В этот раз Надин, разумеется, снова отсутствовала – курсы шведского языка в Гетеборге, – и Огородникова после берлинской трясучки вдруг охватило ощущение благостного комфорта: очаровательные французики Миша и Маша, благородная вдова благородного шпиона Франции, тоненький пальчик возле ямочки на щеке: имейте в виду, мой дорогой, вы у себя дома!
II
Сменил рубашку и шасть на Шанз-Элизе. Едва ли не декабрь в Европе, а здесь по-прежнему столики на тротуарах, и вот, извольте, уже знакомые лица... У стенки кафе «Фукьец» группа каких-то бородатых-волосатых улыбалась и аплодировала, напоминая московский групповой снимок в стиле Плотникова.

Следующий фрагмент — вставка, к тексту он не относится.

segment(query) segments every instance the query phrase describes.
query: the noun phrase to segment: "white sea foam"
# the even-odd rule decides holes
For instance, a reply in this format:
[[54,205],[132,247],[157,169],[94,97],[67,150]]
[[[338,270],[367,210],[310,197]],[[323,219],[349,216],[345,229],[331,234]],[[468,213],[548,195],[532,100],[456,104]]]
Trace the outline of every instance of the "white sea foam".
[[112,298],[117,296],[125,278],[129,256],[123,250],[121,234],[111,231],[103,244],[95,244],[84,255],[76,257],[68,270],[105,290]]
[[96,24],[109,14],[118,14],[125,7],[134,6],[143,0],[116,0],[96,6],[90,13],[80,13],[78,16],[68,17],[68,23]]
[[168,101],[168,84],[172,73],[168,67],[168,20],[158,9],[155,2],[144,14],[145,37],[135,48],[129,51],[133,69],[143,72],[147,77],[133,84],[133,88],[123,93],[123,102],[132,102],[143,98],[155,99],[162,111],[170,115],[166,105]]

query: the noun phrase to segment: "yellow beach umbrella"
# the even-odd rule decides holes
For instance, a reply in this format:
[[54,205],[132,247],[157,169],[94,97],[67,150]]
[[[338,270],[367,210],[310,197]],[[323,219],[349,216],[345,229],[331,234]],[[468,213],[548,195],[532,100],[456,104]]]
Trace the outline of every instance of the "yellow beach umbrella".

Он поднял камеру, встречный «шат», снимок будет называться «В стиле Валеры» – столики, стулья, деревья под ветром. Арка вдали, аплодирующая компания... Тут он вдруг сообразил, что это не просто знакомые типовые лица, а друзья-эмигранты, художники и фотографы, и это как раз ему они и аплодируют.
– Поздравляем! Поздравляем!
– Да с чем, ребята? Чему обязан?
– Да как же, Макс, весь Париж говорит, что ты «дефектнул» от советчиков.
Оказалось, еще вчера по русскому городу Парижску поползли слухи: Ого подорвал на Запад, где-то в Бразилии это случилось. Вот уже и «Либерасьон» вышла с портретиком – мрачнейшая личность с обвислыми а-ля Максим Горький усами, средоточение всех пороков и болезней: снимочек гнусный «взят» был два года назад, когда он здесь зубы лечил у дорогого халтурщика на рю де Севр; месье Коган-недоучка анестезию сделал прямо в нервный узел, так что половина нижней челюсти онемела на полгода. Вот и заголовочек тут имеется – «Очередной скандал советского марк– сизма»; дескать, если бы не был марксизм советским, то и скандала бы избежал.